Important Take Homes
Because of rapidly changing winds, the plume position and the rate that it disperses as it is carried away from the source is quite dynamic. Mobile measurements allow us to account for these dynamics to some extent, even when compared to a perfectly positioned fixed sensor. Whereas a fixed sensor may oftentimes be sampling at the plume edges, thus underestimating the amount of methane in the plume, mobile measurements allow sampling throughout the cross section of the plume. The mobile platform also allows us to sample across tens and potentially hundreds or thousands of farms or other methane sources, such as oil and gas wells. Measurements of this type at the individual farm scale and across various different types and sizes of farms could provide a data set with which to identify best practices for reducing methane emissions from dairy and other livestock operations.
How We Did It
Before we drove communities in California’s Central Valley, we weren’t sure what our sensing system would find in terms of methane. Initially, in the winter of 2016 and 2017, we chose to do more sparse driving across a handful of cities (Tracy, Stockton, Modesto, Manteca, and Turlock) that were accessible using San Francisco as our home base.
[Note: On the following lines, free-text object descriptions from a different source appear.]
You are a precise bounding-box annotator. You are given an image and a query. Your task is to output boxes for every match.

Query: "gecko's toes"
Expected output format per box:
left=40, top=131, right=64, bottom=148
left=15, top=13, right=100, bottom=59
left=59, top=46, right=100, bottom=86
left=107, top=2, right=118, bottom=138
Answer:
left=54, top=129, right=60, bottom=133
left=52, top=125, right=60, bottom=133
Later in 2017, we focused on high density driving in Modesto due to its unique combination of industrial, urban, and agricultural emission sources. We made repeat trips along I-99 and I-5 to capture hyperlocal data about the region’s methane emissions. We also measured black carbon, ozone, and carbon dioxide at the same time to get a holistic picture of the pollution load facing the Valley from a number of sources.
Seeing the environmental impact of our industrial and agricultural activities helps us better understand how our actions affect our environment. All of this is to say, that the more data we have about emission sources like methane, the better equipped we will be to find solutions to reduce or capture the gas so that it doesn’t continue exacerbating climate change.
Tracking these sources through innovative technology, like that developed by Aclima, will allow us to finally see data in real-time and be able to apply on-the-ground solutions to confirm the effectiveness. Solutions offered by Aclima’s hyperlocal data visualizations will arm farmers, ranchers, and policy makers with new layers of data that can inform best practices that protect people, profits, and the planet.